A Cáritas entra em ação imediatamente

Para avaliar a dimensão do valoroso esforço despendido pelas organizações católicas, é necessário informar-se localmente. Ninguém melhor do que Dom Bernardito Cleopas Auza, Núncio Apostólicono país, e Dom Pierre-André Dumas, Bispo de Anse-à-Veau et Miragoâne e presidente da Cáritas haitiana, para fornecer um quadro geral da situação. A equipe de missionários dos Arautos do Evangelho, que esteve no Haiti no início de abril, foi paternal e afavelmente recebida por eles.

Como resumir em um artigo tudo o que soubemos? De início, deve-se registrar que no próprio dia do terremoto, a Cáritas haitiana pôs-se a campo. Já no dia seguinte começaram a chegar a Port-au-Prince caminhões carregados de víveres e materiais sanitários básicos enviados pela Cáritas dominicana. A eles logo se somaram 18 caminhões com artigos de primeira necessidade reunidos pela Catholic Charities, ramo norte-americano dessa confederação de associações católicas.

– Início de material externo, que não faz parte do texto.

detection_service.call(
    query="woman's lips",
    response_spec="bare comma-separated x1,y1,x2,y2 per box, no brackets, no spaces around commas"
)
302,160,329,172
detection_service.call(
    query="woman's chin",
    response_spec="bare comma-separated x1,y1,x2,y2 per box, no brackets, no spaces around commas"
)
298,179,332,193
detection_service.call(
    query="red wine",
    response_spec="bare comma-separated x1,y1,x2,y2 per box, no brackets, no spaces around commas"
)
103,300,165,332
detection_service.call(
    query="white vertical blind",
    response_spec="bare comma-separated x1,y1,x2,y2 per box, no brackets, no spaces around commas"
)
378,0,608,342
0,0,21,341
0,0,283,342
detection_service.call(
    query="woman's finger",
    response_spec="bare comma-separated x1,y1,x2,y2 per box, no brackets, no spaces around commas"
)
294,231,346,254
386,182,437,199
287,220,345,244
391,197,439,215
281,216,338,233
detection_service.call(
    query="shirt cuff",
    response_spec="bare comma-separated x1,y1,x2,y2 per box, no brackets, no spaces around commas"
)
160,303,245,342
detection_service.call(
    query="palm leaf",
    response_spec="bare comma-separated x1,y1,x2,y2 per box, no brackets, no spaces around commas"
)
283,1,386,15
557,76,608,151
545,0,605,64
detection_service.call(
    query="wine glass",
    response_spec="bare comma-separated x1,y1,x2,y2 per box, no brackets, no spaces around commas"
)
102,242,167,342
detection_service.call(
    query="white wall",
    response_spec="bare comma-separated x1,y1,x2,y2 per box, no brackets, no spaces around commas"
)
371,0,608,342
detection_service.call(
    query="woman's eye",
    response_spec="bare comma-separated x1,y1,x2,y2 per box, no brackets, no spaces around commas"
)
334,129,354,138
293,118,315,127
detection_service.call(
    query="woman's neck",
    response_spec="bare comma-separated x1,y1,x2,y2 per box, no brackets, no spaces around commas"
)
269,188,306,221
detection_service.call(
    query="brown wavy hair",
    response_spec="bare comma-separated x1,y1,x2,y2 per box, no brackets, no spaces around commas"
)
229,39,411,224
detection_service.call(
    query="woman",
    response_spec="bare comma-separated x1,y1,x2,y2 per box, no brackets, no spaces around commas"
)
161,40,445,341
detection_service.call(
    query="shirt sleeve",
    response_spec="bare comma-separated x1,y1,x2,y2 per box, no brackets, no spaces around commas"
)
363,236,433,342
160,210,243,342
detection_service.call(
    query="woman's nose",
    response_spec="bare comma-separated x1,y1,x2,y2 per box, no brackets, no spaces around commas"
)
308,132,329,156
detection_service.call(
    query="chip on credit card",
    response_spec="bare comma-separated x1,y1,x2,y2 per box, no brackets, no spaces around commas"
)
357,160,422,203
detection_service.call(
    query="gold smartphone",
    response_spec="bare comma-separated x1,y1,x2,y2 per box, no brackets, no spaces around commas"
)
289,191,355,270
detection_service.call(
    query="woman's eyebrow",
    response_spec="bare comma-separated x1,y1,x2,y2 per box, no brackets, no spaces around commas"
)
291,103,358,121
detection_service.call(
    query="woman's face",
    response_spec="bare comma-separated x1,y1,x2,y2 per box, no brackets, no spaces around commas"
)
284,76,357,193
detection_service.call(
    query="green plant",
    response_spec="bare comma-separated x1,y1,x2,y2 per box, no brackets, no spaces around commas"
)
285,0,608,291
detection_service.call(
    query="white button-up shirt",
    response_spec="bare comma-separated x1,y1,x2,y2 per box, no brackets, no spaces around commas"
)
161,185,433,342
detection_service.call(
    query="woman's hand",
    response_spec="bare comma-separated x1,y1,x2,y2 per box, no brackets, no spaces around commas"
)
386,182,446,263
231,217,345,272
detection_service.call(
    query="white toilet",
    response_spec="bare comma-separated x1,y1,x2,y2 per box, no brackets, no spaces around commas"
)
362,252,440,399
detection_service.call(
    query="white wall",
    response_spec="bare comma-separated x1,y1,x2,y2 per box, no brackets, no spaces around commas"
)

A Secours Catholique-Caritas France lançou imediatamente um apelo a seus habituais colaboradores, visando coletar 30 milhões de euros. Em cinco dias já havia arrecadado 1,4 milhão para as necessidades mais urgentes. Nessa mesma semana, enviou a Port-au-Prince uma equipe de especialistas com a missão de organizar a distribuição das ajudas provenientes de diversos países. Em poucos dias, equipes de outros países chegaram ao Haiti a fim de prestar serviços de emergência nos locais onde havia necessitados para socorrer.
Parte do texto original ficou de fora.